In the case of the 2021 paper by Rui et al., the code examples used come from Rosetta Code, with the code-as-used also provided on GitHub. Taking as example the Hailstone Sequence, we can see a number of fascinating differences between the C, C++ and Ada versions, particularly as it pertains to the use of console output and standard library versus native language features.
The C version of the Hailstone Sequence has two printf()
statements, while the C++ version has no fewer than five instances of std::cout
. The Ada version comes in at two put()
, two new_line
(which should be merged with put_line
) and one put_line
. This difference in console output is already a red flag, even considering that when benchmarking you should never have console output enabled as this draws in significant parts of the operating system, with resulting high levels of variability due to task scheduling, etc.

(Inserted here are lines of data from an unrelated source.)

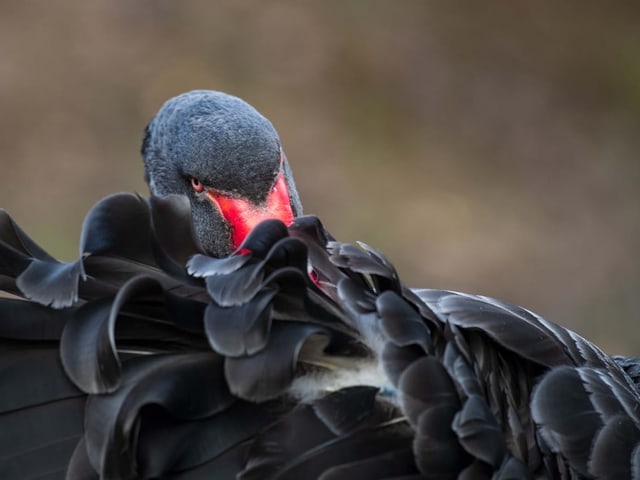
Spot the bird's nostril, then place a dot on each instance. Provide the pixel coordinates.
(197, 184)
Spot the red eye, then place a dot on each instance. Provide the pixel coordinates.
(196, 184)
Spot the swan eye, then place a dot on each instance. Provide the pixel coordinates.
(197, 184)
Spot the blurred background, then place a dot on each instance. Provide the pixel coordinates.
(490, 147)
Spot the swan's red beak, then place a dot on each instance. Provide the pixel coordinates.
(243, 215)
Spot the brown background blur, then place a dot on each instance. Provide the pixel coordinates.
(490, 147)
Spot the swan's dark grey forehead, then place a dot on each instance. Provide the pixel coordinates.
(218, 138)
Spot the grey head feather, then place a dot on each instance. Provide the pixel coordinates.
(223, 142)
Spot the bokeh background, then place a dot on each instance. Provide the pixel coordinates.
(490, 147)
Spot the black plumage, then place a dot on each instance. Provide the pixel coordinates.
(294, 357)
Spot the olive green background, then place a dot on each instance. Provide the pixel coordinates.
(490, 147)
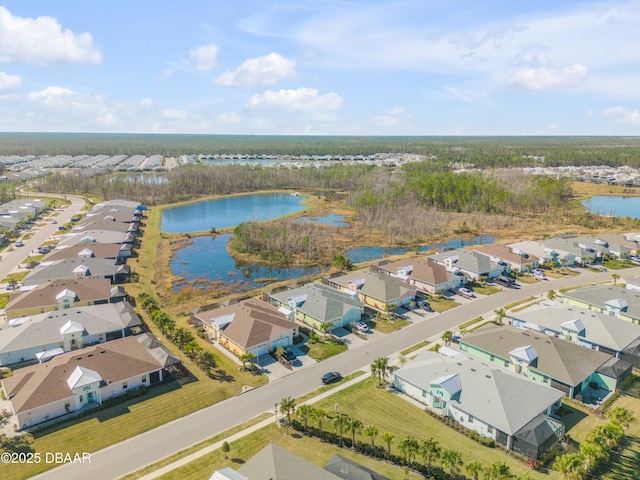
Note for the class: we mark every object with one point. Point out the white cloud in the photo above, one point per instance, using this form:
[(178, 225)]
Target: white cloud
[(547, 78), (302, 99), (623, 115), (50, 96), (42, 41), (391, 118), (9, 83), (205, 57), (261, 71), (174, 114)]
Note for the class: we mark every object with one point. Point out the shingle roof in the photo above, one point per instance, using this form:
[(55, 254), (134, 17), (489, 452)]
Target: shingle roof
[(86, 290), (254, 322), (558, 359), (276, 463), (494, 395)]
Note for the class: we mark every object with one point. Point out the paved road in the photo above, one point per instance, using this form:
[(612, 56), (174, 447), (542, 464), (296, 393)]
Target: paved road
[(128, 456), (11, 260)]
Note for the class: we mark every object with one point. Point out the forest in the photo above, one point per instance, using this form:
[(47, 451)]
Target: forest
[(483, 152)]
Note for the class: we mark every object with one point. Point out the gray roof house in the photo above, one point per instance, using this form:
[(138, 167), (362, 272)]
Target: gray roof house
[(587, 328), (42, 336), (469, 263), (424, 274), (77, 268), (275, 463), (80, 379), (492, 400), (374, 288), (547, 360), (612, 300), (315, 304)]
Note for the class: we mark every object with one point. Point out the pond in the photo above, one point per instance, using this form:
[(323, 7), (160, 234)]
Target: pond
[(617, 206), (207, 258), (229, 211), (365, 254)]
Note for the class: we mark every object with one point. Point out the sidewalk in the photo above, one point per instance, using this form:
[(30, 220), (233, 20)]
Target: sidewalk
[(247, 431)]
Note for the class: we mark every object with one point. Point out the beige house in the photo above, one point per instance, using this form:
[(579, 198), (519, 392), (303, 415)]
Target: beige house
[(82, 379)]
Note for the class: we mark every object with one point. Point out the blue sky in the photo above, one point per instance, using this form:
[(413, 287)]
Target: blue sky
[(370, 67)]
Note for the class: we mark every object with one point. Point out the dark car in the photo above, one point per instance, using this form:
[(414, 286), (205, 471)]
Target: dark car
[(288, 355), (331, 377)]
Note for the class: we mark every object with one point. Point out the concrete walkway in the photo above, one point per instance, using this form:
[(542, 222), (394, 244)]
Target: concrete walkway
[(247, 431)]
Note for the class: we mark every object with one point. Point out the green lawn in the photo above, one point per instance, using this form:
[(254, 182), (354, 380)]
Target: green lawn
[(371, 405)]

The next red flag is that while the Ada and C versions uses the native array
type, the C++ version uses std::vector
, which is absolutely not equivalent to an array
and should not be used if efficiency is at all a concern due to the internal copying and house-keeping performed by the std::vector
data structure.
If we consider that Rosetta Code is a communal wiki that does not guarantee that the code snippets provided are ‘absolutely equivalent’, that means that the resulting paper by Rui et al. is barely worth the trip to the shredder and consequently a total waste of a tree.
Not All Bad
None of this should come as a surprise, of course, as it is well-known (or should be) that C++ produces the exact same code as C unless you use specific constructs like RTTI or the horror show that is C++ exceptions. Similarly, Ada code with similar semantics as C code should not show significant performance differences. The problem with many of the ‘programming language efficiency’ studies is simply that they take a purported authoritative source of code without being fluent in the chosen languages, run them in a controlled environment and then draw conclusions based on the mangled garbage that comes out at the end.

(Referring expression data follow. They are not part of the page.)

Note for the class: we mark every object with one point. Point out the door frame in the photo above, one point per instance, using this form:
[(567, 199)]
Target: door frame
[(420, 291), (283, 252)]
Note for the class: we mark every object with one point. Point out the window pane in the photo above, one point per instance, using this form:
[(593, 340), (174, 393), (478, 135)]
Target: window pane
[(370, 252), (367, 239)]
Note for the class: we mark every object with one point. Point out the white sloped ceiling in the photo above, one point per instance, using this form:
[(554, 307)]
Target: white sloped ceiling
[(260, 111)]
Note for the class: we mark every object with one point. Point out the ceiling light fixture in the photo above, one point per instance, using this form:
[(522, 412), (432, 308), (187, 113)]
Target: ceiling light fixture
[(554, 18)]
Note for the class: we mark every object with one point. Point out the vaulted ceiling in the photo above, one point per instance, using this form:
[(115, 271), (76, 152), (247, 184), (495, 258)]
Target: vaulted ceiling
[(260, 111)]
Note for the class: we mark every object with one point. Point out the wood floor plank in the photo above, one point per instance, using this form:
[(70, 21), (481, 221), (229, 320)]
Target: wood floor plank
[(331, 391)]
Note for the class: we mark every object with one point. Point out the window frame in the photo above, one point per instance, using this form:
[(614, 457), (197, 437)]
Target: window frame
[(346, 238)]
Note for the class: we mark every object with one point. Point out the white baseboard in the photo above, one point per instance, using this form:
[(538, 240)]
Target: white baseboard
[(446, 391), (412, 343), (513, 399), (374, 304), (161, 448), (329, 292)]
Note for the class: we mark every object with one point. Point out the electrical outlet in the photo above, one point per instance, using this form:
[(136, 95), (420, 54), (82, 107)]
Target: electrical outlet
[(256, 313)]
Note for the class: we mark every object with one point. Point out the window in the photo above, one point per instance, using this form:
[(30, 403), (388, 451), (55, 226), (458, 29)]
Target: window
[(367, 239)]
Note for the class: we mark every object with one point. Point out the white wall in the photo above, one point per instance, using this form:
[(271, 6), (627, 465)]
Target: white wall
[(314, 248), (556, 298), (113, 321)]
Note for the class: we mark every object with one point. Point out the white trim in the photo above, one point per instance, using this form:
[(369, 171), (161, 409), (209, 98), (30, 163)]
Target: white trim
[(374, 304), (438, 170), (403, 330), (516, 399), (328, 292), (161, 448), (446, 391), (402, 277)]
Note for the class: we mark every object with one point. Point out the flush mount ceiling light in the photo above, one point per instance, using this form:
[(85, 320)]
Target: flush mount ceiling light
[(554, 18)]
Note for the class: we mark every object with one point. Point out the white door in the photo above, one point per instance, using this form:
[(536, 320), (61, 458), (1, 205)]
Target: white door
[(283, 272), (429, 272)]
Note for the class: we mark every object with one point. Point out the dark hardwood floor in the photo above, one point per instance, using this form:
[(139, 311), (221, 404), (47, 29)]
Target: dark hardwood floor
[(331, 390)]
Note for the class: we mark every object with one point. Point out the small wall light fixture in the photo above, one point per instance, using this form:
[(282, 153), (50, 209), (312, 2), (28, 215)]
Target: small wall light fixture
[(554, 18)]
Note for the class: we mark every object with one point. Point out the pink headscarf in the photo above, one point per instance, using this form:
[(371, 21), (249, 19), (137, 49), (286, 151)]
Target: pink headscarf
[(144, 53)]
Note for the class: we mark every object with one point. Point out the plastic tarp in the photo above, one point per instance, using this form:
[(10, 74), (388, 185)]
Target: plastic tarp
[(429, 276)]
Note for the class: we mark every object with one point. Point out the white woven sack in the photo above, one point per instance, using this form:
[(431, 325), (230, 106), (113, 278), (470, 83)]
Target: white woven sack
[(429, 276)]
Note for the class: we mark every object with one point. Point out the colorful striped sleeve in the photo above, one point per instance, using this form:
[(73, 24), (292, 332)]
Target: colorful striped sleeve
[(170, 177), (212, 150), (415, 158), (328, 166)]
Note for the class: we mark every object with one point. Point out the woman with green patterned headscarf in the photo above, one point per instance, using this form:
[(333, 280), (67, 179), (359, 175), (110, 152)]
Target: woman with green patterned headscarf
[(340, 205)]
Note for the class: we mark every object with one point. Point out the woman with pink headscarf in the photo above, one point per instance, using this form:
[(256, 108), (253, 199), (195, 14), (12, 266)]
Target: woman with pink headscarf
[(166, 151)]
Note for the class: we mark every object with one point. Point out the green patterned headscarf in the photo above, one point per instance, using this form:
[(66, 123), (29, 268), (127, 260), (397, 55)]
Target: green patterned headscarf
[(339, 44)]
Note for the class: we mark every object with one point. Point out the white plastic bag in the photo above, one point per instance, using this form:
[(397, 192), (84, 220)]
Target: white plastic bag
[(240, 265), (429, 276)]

That said, there are some conclusions that can be drawn from the fancy-but-horrifically-flawed tables, such as how comically inefficient scripting languages like Python are. This was also the take-away by Bryan Lunduke in a recent video when he noted that Python is 71 times slower and uses 75 times more energy based on the Rui et al. paper. Even if it’s not exactly 71 times slower, Python is without question a total snail even among scripting languages, where it trades blows with Perl, PHP and Ruby at the bottom of every ranking.
The take-away here is thus perhaps that rather than believing anything you see on the internet (or read in scientific papers), it pays to keep an open mind and run your own benchmarks. As eating your own dogfood is crucial in engineering, I can point to my own remote-procedure call (NymphRPC) library in C++ on which I performed a range of optimizations to reduce overhead. This mostly involved getting rid of std::string
and moving to a zero-copy system involving C-isms like memcpy
and every bit of raw pointer arithmetic and bit-wise operators goodness that is available.
The result for NymphRPC was a four-fold increase in performance, which is probably a good indication of how much performance you can gain if you stick close to C-style semantics. It also makes it obvious how limited these small code snippets are, as with a real application you also deal with cache access, memory alignment and cache eviction issues, all of which can turn a seemingly efficient approach into a sluggish affair.